Sunday, 2 August 2015

After And During

Many people experienced or participated in the Russian Revolution. Many have read Leon Trotsky's History Of The Russian Revolution. Some, like Trotsky himself, were able to do both. Born in 1949, I can only read about the Revolution. This is the familiar chronological sequence:

if we are alive when an important event occurs, then we might experience it;
afterwards, we might read about it;
but, if we are born too late, then we can only read about it.

(There is an intermediate stage: reading about contemporary events in the newspapers is intermediate between directly experiencing them and reading about them after the event. However, I met a man who had participated in the Battle of Cable St when a counter-demonstration prevented the British Union of Fascists from marching through a Jewish quarter in London. What did he see on the day? The backs of other people's heads. How did he know that they had stopped the Fascists? He read about it in the papers the following day.)

Time travel implies the fascinating possibility of first studying an historical event, then directly experiencing it. The Time Traveler's dinner guests speculate about visiting the Battle of Hastings although, in the published text, the Time Traveler himself visits only the future. The protagonist of Ward Moore's Bring The Jubilee, a historian of the War of Southron Independence, sets out to observe the Battle of Gettysburg and inadvertently changes its outcome.

Poul Anderson's Carl Farness says:

"'...Ermanaric...is a real if shadowy figure around the middle and late fourth century.'" (Time Patrol, p. 358)

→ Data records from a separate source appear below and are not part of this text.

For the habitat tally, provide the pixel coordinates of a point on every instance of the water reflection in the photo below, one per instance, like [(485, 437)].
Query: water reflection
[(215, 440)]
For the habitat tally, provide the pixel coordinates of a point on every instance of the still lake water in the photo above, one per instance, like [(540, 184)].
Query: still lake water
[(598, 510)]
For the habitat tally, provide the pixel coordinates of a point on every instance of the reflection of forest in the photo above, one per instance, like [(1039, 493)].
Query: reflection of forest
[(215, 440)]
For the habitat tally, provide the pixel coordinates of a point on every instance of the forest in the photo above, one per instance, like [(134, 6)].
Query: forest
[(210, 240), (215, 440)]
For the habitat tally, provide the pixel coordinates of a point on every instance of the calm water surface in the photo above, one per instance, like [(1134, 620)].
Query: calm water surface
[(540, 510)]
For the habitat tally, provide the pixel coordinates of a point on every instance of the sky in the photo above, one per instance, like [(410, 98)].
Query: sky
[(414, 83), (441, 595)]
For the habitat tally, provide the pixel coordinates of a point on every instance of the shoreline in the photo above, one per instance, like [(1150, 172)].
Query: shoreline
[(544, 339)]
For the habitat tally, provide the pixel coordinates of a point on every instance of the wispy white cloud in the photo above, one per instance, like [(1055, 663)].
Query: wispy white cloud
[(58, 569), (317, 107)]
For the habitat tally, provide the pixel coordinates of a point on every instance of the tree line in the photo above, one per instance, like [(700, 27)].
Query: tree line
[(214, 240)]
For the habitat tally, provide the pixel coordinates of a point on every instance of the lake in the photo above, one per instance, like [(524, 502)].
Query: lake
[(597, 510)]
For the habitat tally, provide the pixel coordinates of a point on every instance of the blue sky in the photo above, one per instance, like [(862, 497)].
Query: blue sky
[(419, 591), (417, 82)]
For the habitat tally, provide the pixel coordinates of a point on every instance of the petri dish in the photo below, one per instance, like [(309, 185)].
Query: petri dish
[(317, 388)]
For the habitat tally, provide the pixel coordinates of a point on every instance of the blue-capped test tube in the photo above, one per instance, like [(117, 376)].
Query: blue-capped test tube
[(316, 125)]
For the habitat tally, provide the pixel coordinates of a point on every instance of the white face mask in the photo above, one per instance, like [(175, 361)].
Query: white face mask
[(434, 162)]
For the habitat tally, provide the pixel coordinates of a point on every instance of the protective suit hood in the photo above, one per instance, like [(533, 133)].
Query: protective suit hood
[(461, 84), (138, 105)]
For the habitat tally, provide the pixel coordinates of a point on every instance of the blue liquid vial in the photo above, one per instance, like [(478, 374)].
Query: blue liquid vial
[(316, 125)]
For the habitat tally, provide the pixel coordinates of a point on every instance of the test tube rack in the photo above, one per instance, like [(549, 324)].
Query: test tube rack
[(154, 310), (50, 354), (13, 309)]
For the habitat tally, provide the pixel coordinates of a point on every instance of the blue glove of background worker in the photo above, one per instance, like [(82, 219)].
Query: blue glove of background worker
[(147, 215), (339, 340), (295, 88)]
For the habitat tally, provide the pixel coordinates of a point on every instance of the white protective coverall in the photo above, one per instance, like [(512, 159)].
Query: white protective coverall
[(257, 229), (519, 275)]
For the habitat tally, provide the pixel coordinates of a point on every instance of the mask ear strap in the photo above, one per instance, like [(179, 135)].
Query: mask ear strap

Later in his career but earlier in history, Carl as the Wanderer leads a small band that tries to make peace with Ermanaric, a big man with black locks and spade beard, attired in splendor, no longer a shadowy figure.

1 comment:

Sean M. Brooks said...

Kaor, Paul!

I can well believe that what led the Goths to migrating into/invading the Empire in the 370's was their chieftains quarreling among themselves so badly that their Hunnish enemies seized advantage of this internal strife to attack and drive out the Goths. The hints we see in the few historical/legendary sources we have indicates that's exactly what happened. And I think Poul Anderson gives us a very good, very plausible reconstruction, in historical fiction terms, of how that happened.